I got well enough in time for the wedding, and got through the day with smiles and a hefty dose of cold pills. Any way I phrase this will sound terrible, but I have to be honest: there’s a lot of pressure for the big day to be this wonderful, magical event. Months of over-planning and over-scrutinizing are supposed to lead to a carefree, effortlessly elegant day where it hits you that you’re a Mrs. now, and have a Mr. for life, and you celebrate that with your nearest and dearest.

Don’t get me wrong– it was a wonderful day. And it feels fantastic to be married to my favorite person. But from a rushed morning to a delayed ceremony start, to worrying that no one could hear us from that picturesque gazebo on the top of that hill in Chickies Rock Park, to accidentally leaving in that bit about gay marriage that might piss off some relatives, to feeling rushed while setting up the food for hungry guests and not having any idea where to put all of the stuff, to spilling barbecue sauce on my dress on three separate occasions and making the mistake of using a burgundy-colored napkin to blot it out (not my smartest decision), to…just knowing that we didn’t really devote more than 2 minutes to anyone in particular, it just wasn’t all that Martha and David (that’s Stewart and the Bridal mogul to the uninitiated) promised.

I expected that, to some degree. But I still wish I could have done it perfectly, because that’s how I am. On my wedding night, we stayed at John’s mom’s house, and the groom eventually passed out around midnight while I was up until 4 or 5 because I couldn’t stop my brain from flashing images of the day (greeting guests, blotting stains, searching for extra guacamole and tin foil) in front of my eyes.

The icing on the cake (possibly the only item of which there was no leftovers) was that throughout the day, and even a week later, people are still telling me what a great time they had and how relaxed and happy I looked. The pictures will show that, too. So that’s how I will choose to remember it. Still, I felt the need to give you a sneak peek of the “man behind the curtain,” to reinforce that– appropriately, like a marriage itself– things are never perfect. They’re messy and a little chaotic and the key to happiness is learning to embrace all of it.

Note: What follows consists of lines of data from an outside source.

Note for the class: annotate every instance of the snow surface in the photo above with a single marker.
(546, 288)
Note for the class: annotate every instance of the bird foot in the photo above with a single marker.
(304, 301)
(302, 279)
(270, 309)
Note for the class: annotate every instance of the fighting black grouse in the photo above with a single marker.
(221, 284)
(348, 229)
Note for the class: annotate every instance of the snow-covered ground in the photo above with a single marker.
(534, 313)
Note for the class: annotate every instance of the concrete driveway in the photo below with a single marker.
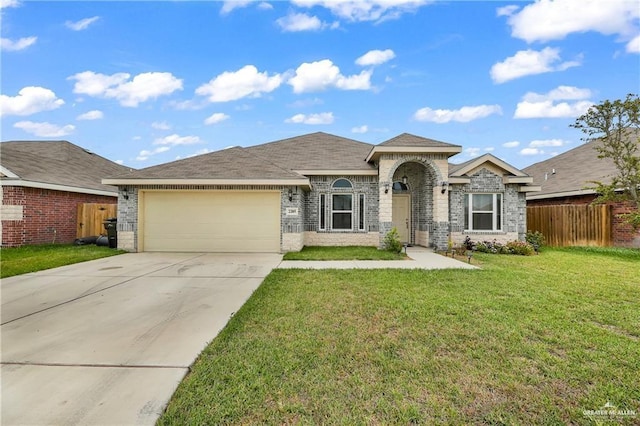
(108, 341)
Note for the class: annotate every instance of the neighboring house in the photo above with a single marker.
(320, 189)
(42, 185)
(568, 179)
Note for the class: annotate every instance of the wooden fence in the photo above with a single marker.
(91, 216)
(572, 225)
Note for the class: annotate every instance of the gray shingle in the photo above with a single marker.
(59, 163)
(573, 170)
(409, 140)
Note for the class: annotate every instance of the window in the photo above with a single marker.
(342, 211)
(361, 212)
(322, 207)
(342, 183)
(483, 212)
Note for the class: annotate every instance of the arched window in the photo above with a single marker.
(342, 184)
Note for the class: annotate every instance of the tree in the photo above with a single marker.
(614, 127)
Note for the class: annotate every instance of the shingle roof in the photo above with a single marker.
(409, 140)
(316, 151)
(58, 163)
(571, 171)
(231, 163)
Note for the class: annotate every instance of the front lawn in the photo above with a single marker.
(343, 253)
(22, 260)
(524, 340)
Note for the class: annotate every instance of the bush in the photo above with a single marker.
(513, 247)
(522, 248)
(536, 239)
(392, 241)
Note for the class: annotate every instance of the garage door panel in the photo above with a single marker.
(212, 221)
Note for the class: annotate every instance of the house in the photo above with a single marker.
(42, 185)
(320, 189)
(568, 179)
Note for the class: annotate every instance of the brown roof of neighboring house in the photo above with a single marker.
(230, 163)
(316, 151)
(409, 140)
(569, 173)
(56, 163)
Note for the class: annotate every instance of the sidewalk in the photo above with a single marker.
(419, 258)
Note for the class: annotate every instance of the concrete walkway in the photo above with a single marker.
(419, 258)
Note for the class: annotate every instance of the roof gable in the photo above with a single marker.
(56, 163)
(316, 151)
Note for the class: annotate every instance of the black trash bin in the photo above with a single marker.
(111, 226)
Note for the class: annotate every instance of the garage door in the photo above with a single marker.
(218, 221)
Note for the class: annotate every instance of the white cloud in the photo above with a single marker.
(321, 118)
(30, 100)
(216, 118)
(365, 10)
(531, 151)
(246, 82)
(91, 115)
(161, 125)
(295, 22)
(375, 57)
(530, 62)
(546, 143)
(321, 75)
(463, 115)
(230, 5)
(82, 24)
(177, 140)
(45, 130)
(129, 93)
(145, 154)
(506, 10)
(535, 105)
(634, 45)
(9, 45)
(553, 20)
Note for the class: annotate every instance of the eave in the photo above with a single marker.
(376, 151)
(304, 183)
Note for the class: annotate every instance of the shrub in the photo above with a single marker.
(522, 248)
(392, 241)
(536, 239)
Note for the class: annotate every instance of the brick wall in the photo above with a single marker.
(48, 216)
(623, 234)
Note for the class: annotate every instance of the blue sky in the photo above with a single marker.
(148, 82)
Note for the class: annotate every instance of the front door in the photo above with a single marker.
(401, 215)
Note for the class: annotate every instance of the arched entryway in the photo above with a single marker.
(412, 207)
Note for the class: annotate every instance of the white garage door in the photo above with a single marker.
(209, 221)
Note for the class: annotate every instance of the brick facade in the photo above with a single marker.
(47, 216)
(623, 233)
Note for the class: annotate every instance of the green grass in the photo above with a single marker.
(525, 340)
(22, 260)
(343, 253)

And then there’s the aftermath. Now that a week has gone by, I can laugh about taking all of the tupperware into the back yard, along with a sponge and a gallon of dish soap, and hosing everything down. And pawning off bags of roasted garlic baguettes, pickled red onions and tortellini salad onto anyone who entered the house. These tasks kept my mind occupied, which I needed. My amazing, genuine and brilliant (to borrow the British slang) mother-in-law isn’t doing well, and I just don’t know how to deal with illness and…well, hopelessness, on my part. I want to make things better, and when I can’t, I either shut down or find a way to distract myself.

One of the distractions, of course, has been sugar. They call it emotional eating for a reason. I suppose there could be worse coping mechanisms, so I’ll give myself a break, but I do look forward to getting back on my bike and off the addictive white substance back in Oxford.

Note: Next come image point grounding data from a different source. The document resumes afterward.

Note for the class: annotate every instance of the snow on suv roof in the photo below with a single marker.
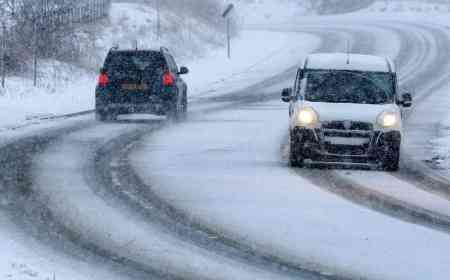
(353, 62)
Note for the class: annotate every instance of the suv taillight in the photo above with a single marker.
(168, 79)
(103, 80)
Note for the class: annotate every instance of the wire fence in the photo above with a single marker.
(32, 29)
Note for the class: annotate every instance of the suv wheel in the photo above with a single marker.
(391, 159)
(184, 107)
(101, 116)
(296, 157)
(173, 112)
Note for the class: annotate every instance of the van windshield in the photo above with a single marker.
(350, 87)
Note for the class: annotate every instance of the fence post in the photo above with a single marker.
(35, 50)
(2, 55)
(158, 19)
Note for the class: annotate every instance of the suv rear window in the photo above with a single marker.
(133, 63)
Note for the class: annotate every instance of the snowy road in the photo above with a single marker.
(213, 198)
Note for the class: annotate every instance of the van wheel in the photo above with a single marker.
(391, 160)
(296, 158)
(101, 116)
(173, 113)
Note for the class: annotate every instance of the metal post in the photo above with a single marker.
(2, 55)
(226, 15)
(229, 37)
(35, 50)
(158, 19)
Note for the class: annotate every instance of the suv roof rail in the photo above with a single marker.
(306, 63)
(114, 48)
(164, 49)
(390, 65)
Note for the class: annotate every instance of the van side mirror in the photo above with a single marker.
(286, 95)
(406, 100)
(183, 70)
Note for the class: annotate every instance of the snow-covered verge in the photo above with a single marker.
(22, 260)
(408, 6)
(256, 56)
(64, 88)
(61, 89)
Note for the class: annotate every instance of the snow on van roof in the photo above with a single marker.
(343, 61)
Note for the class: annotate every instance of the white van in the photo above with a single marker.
(345, 108)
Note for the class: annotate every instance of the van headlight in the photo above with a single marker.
(388, 119)
(307, 117)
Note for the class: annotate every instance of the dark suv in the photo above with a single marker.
(140, 81)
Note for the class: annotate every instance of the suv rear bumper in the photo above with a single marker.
(153, 104)
(329, 146)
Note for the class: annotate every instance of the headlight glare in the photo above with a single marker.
(307, 116)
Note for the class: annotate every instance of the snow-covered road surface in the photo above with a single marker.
(225, 173)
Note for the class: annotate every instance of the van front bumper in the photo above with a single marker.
(345, 146)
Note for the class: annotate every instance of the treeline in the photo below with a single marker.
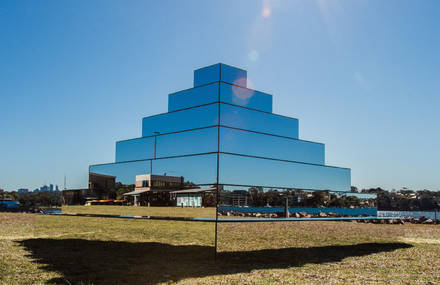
(406, 199)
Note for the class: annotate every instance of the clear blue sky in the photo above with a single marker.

And yet, I’ll really miss it here. I loved spending time with my family (and new family!) I’m leaving just as my favorite season hits. The fine line between summer and fall. The few days where the air has a crisp edge to it, but the leaves haven’t lost their summer luster. The days where we introduce scarves and layers to our wardrobe. Not to mention the pumpkin spice everything.

I’ll miss you, Pennsylvania. But it’s time to go home, and start the next chapter of my life: experiencing my first autumn in Oxford. Oh, and learning how to be a nagging wife to my darling “hubby.”*

*I promise to never use this term seriously.